Replication
LiteJoin integrates with Litestream for continuous backup of SQLite shards to cloud object storage. Litestream ships WAL frames to S3, GCS, or Azure Blob in near-real-time, providing disaster recovery with minimal data loss.
Why Replicate?
- Data loss on crash — LiteJoin targets containerized deployments where local disk is ephemeral.
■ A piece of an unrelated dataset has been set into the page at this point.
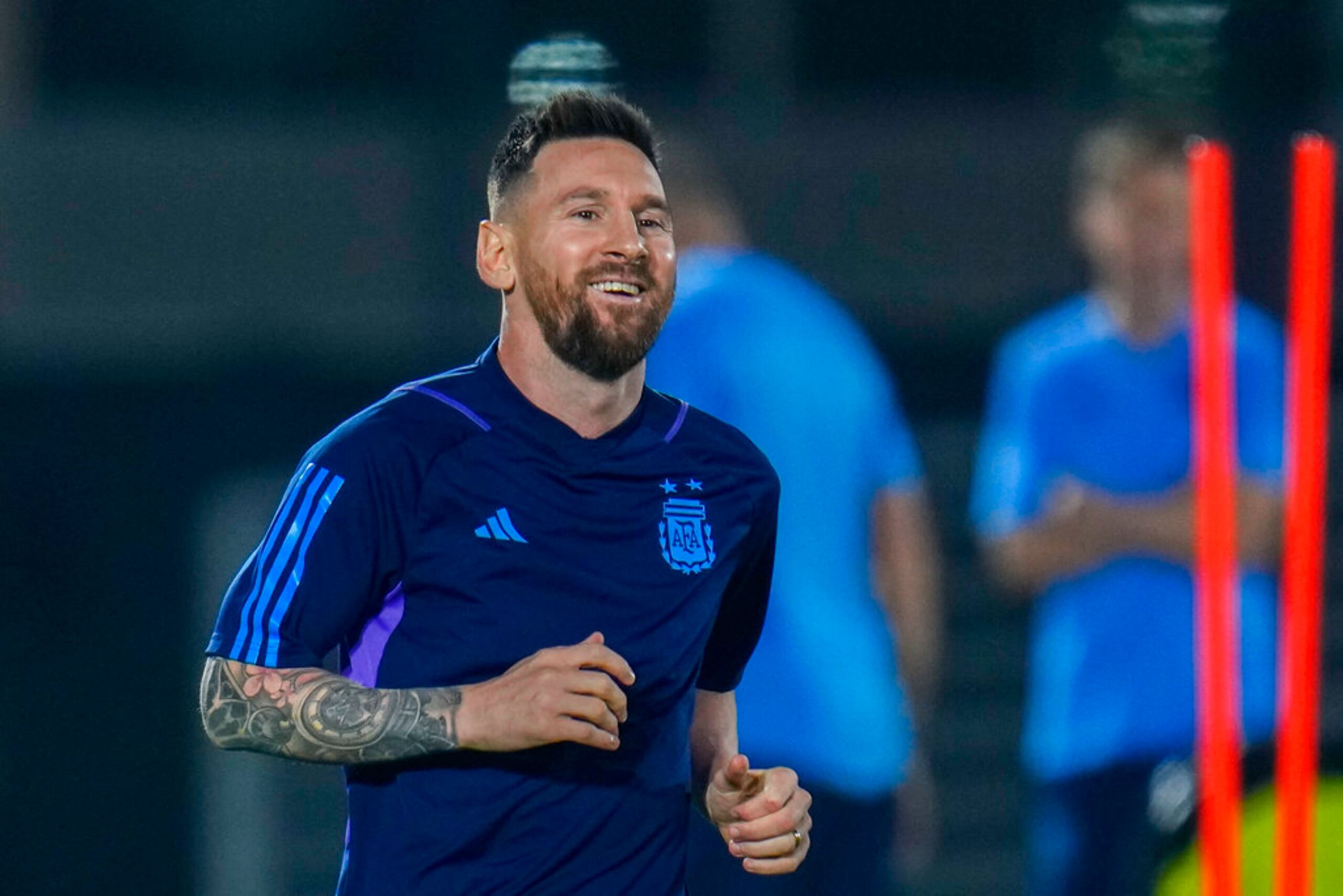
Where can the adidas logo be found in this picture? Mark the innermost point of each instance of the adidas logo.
(500, 528)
A pod restart means data is gone.
- Restore-on-startup — Containers can boot, restore shards from S3, and resume processing automatically.
- Point-in-time recovery — Roll back to any point within the retention window after a bad deployment.
Sidecar Setup (Recommended)
The simplest approach: run Litestream alongside LiteJoin as a sidecar process.
1. Create litestream.yml
dbs:
- path: ./data/shard_0.db
replicas:
- type: s3
bucket: my-litejoin-backups
path: shard_0
region: us-east-1
sync-interval: 1s
- path: ./data/shard_1.db
replicas:
- type: s3
bucket: my-litejoin-backups
path: shard_1
region: us-east-1
sync-interval: 1s
# ... one entry per shard (match your shard_count)
2. Startup Script
#!/bin/bash
# run.sh — restore shards, then start Litestream with LiteJoin
# Restore all shards from replica (skips if local file exists)
for i in $(seq 0 7); do
litestream restore -if-db-not-exists \
-o ./data/shard_$i.db \
s3://my-litejoin-backups/shard_$i
done
# Start Litestream replicate, exec LiteJoin as child process
exec litestream replicate -exec "litejoin run -c litejoin.yaml"
The -exec flag makes Litestream the parent process: it starts replication, launches LiteJoin as a subprocess, and gracefully flushes WAL frames on shutdown.
3. Dockerfile
FROM golang:1.24-alpine AS build
RUN apk add --no-cache gcc musl-dev
WORKDIR /app
COPY . .
RUN CGO_ENABLED=1 go build -o litejoin ./cmd/litejoin
FROM alpine:3.21
RUN apk add --no-cache litestream ca-certificates
COPY --from=build /app/litejoin /usr/local/bin/
COPY litestream.yml /etc/litestream.yml
COPY run.sh /run.sh
RUN chmod +x /run.sh
ENTRYPOINT ["/run.sh"]
Configuration
replication:
enabled: true
mode: "sidecar"
replica_url: "s3://my-bucket/litejoin"
sync_interval: 1s
restore_on_boot: true
snapshot_interval: 1h
retention: 72h
| Field | Type | Default | Description |
|---|
enabled | bool | false | Enable replication. |
mode | string | sidecar | "sidecar" or "embedded". |
replica_url | string | — | S3/GCS/Azure URL for replicas. |
sync_interval | duration | 1s | How often WAL frames are shipped. |
restore_on_boot | bool | true | Restore shards from replica on startup. |
snapshot_interval | duration | 1h | How often full snapshots are created. |
retention | duration | 72h | How long to keep replica history. |
Replica Layout
s3://my-bucket/litejoin/
├── shard_0/
│ └── generations/
│ └── a1b2c3d4/
│ ├── snapshots/
│ └── wal/
├── shard_1/
│ └── ...
├── ...
└── dlq/
└── ... # DLQ database also replicated
Restore Flow
On startup with restore_on_boot: true:
- For each shard, check if the local file exists.
- If missing, restore from the latest snapshot + replay WAL frames from the replica.
- If present, skip restore and start replication.
Litestream reads WAL frames asynchronously from disk — it does not sit in the write path. Benchmarks show < 1% write latency impact in sidecar mode.
Supported Backends
| Backend | URL Format |
|---|
| Amazon S3 | s3://bucket-name/prefix |
| Google Cloud Storage | gcs://bucket-name/prefix |
| Azure Blob Storage | abs://container-name/prefix |
| SFTP | sftp://user@host/path |
| Local file | file:///path/to/backup |
Litestream uses standard cloud SDK credentials (AWS_ACCESS_KEY_ID, GOOGLE_APPLICATION_CREDENTIALS, etc.). See the Litestream documentation for details.
Important Considerations
Litestream is a backup/recovery tool, not a high-availability solution. There is no automatic failover. If LiteJoin crashes, it must restart and restore — there is a recovery window bounded by sync_interval.
- Shard count changes require re-sharding. The FNV hash distribution changes when you modify
shard_count, invalidating existing replicas.
- DLQ replication — the
dlq.db database should also be replicated for complete disaster recovery.
- Encryption — Litestream does not encrypt WAL frames. Use server-side encryption (SSE-S3, SSE-KMS) for encryption at rest.